Let’s Get Back to the Founders of AI
How about if we go back to the founding fathers who originally envisioned AI. What did they say? Curiously they took a completely different tack, not by defining the data science, but by telling us how we’d recognize AI when we finally got it.
Alan Turing (1950): Can a computer convince a human they’re communicating with another human.
Nils Nilsson (2005): The Employment Test – when a robot can completely automate economically important jobs.
Steve Wozniak (2007): Build a robot that could walk into an unfamiliar house and make a cup of coffee.
Ben Goertzel (2012): When a robot can enroll in a human university and take classes in the same way as humans, and get its degree.
It’s also interesting that they couched their descriptions in terms of what a robot must do, recognizing that robust AI must be able to interact with humans.
See: this is still and video image recognition.

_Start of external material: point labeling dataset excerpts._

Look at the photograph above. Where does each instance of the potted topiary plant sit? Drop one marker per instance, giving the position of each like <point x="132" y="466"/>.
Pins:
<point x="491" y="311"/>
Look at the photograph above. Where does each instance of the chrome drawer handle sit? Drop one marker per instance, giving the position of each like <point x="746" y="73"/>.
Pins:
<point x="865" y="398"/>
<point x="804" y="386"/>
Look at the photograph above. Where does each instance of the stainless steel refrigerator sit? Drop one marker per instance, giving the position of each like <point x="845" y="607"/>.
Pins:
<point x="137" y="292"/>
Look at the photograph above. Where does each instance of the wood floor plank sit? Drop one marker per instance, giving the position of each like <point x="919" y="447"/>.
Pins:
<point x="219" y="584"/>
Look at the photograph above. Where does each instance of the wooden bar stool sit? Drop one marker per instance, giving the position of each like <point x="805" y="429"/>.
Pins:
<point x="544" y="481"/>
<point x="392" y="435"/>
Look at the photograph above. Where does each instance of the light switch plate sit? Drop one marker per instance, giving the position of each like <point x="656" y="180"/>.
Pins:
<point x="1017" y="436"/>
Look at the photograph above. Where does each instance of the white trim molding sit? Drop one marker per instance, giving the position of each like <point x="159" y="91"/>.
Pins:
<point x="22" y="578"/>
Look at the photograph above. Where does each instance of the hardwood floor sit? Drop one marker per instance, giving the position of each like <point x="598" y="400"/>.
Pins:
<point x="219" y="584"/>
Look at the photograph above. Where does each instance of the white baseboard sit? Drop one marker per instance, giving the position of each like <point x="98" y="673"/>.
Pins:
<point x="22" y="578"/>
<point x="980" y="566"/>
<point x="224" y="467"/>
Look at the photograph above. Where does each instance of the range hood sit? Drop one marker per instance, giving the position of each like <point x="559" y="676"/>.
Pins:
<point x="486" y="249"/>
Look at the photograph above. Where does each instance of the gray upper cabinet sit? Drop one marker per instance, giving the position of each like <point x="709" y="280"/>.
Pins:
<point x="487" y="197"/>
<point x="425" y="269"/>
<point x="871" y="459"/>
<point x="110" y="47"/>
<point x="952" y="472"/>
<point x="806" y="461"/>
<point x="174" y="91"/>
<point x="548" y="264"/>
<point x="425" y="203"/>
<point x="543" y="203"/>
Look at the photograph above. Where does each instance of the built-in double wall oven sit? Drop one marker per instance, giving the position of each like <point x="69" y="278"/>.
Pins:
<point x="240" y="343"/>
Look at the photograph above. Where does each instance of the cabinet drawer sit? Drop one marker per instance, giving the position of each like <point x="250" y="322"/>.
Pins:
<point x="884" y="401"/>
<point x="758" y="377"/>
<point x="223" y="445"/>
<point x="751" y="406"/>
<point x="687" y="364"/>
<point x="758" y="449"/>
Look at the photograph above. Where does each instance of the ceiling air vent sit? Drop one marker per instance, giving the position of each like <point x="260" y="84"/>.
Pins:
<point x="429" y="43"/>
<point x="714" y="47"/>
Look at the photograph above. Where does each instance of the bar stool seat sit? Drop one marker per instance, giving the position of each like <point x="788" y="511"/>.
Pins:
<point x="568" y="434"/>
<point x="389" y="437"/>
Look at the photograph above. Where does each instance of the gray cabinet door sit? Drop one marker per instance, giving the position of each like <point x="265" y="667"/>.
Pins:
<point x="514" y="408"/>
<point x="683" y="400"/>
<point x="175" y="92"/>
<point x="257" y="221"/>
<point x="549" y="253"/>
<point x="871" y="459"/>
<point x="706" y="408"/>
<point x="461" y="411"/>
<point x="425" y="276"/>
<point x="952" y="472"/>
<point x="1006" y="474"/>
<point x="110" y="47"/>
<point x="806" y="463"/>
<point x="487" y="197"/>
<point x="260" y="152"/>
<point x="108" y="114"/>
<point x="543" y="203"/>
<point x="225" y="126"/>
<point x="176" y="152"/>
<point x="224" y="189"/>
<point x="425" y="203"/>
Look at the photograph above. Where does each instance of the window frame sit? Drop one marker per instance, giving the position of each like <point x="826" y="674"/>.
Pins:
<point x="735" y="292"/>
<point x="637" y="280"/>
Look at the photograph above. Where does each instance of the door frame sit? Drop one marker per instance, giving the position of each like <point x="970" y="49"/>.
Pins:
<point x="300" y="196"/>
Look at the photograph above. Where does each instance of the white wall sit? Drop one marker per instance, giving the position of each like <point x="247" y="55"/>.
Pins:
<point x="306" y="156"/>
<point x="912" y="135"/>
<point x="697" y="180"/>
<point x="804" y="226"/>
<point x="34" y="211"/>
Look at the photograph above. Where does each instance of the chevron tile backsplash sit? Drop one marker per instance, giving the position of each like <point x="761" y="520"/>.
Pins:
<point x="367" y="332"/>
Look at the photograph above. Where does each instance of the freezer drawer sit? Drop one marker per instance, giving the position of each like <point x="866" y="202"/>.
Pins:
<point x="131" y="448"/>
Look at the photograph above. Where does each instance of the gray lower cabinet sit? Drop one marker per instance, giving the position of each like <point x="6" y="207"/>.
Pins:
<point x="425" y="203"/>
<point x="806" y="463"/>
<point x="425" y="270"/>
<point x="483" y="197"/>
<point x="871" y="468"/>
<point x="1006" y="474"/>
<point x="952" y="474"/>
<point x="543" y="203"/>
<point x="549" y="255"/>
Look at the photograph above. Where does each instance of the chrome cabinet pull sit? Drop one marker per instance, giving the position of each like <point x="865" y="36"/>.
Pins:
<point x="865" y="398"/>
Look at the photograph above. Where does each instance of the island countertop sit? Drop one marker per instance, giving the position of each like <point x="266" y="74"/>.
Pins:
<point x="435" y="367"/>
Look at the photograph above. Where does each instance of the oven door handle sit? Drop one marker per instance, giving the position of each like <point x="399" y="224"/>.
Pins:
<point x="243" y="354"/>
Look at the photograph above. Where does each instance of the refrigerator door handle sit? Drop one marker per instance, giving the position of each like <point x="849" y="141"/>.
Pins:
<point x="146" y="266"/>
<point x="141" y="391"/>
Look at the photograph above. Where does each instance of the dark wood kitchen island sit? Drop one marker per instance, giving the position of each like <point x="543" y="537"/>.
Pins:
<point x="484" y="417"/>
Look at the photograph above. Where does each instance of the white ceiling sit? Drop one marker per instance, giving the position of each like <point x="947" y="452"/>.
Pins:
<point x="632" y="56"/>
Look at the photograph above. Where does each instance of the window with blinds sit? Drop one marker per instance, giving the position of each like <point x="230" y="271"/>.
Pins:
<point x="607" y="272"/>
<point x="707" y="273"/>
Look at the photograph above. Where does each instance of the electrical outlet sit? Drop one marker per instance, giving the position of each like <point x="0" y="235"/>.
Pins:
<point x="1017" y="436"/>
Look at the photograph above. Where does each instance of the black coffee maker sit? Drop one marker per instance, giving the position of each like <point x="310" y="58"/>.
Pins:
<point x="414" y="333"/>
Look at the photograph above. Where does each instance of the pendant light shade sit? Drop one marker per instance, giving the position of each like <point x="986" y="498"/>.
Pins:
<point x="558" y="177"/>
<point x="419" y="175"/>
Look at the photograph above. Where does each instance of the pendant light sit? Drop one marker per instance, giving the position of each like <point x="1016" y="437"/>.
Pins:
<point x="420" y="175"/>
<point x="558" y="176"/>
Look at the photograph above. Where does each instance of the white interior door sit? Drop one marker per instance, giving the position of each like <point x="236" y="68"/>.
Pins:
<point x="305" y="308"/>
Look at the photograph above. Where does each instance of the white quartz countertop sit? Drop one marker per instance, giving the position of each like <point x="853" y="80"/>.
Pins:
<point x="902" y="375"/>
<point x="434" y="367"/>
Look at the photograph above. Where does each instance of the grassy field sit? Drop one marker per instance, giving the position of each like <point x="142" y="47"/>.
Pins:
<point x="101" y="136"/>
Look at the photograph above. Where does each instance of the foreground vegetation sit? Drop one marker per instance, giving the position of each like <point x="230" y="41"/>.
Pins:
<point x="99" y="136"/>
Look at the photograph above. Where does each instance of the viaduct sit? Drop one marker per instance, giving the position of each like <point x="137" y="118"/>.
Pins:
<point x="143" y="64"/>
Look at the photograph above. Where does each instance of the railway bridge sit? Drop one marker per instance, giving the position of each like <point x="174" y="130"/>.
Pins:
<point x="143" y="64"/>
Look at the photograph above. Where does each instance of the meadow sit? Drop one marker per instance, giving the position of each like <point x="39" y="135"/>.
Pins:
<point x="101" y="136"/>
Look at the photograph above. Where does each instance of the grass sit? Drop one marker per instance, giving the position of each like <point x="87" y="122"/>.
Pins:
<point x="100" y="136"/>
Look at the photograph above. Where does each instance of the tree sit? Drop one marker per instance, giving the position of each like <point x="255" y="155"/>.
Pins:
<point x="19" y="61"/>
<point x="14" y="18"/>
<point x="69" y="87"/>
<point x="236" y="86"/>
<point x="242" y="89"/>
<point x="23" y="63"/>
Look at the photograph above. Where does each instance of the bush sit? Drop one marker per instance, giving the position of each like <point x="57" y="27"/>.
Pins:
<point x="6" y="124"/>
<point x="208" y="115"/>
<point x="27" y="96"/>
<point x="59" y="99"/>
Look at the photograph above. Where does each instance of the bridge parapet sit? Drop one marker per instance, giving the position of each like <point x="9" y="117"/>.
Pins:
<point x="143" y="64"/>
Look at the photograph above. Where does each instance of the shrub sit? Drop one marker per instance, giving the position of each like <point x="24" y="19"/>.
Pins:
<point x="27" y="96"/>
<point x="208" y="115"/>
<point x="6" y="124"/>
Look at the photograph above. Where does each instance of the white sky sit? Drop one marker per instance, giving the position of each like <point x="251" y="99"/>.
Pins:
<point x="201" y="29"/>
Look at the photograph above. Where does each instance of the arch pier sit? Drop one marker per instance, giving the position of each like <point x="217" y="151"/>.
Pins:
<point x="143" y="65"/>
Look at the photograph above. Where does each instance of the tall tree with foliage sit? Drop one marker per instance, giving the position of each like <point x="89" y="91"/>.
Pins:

Hear: receive input via text or spoken language.
Speak: respond meaningfully to our input either in the same language or even a foreign language.
Make human-like decisions: Offer advice or new knowledge.
Learn: change its behavior based on changes in its environment.
Move: and manipulate physical objects.
You can immediately begin to see that many of the commercial applications of AI that are emerging today require only a few of these capabilities. But individually these capabilities are represented by deep learning and reinforcement learning.
And In the End
I don’t want to turn this into a crusade, but personally I’m still on the page with the founding fathers. That when someone asks us about an AI solution they are talking about the ‘modern AI’ features ascribed to our robot above.
Realistically, the folks that are bringing AI to market including all of the major advanced analytic platform providers, cloud providers, plus the popular press are shouting us down. Their volume of communication is just so much greater than ours. It’s likely that our uneducated clients and bosses will hear the ‘everything is AI’ message. That however, will not solve their confusion. We’ll still have to ask, “Well what exactly do you mean by that?”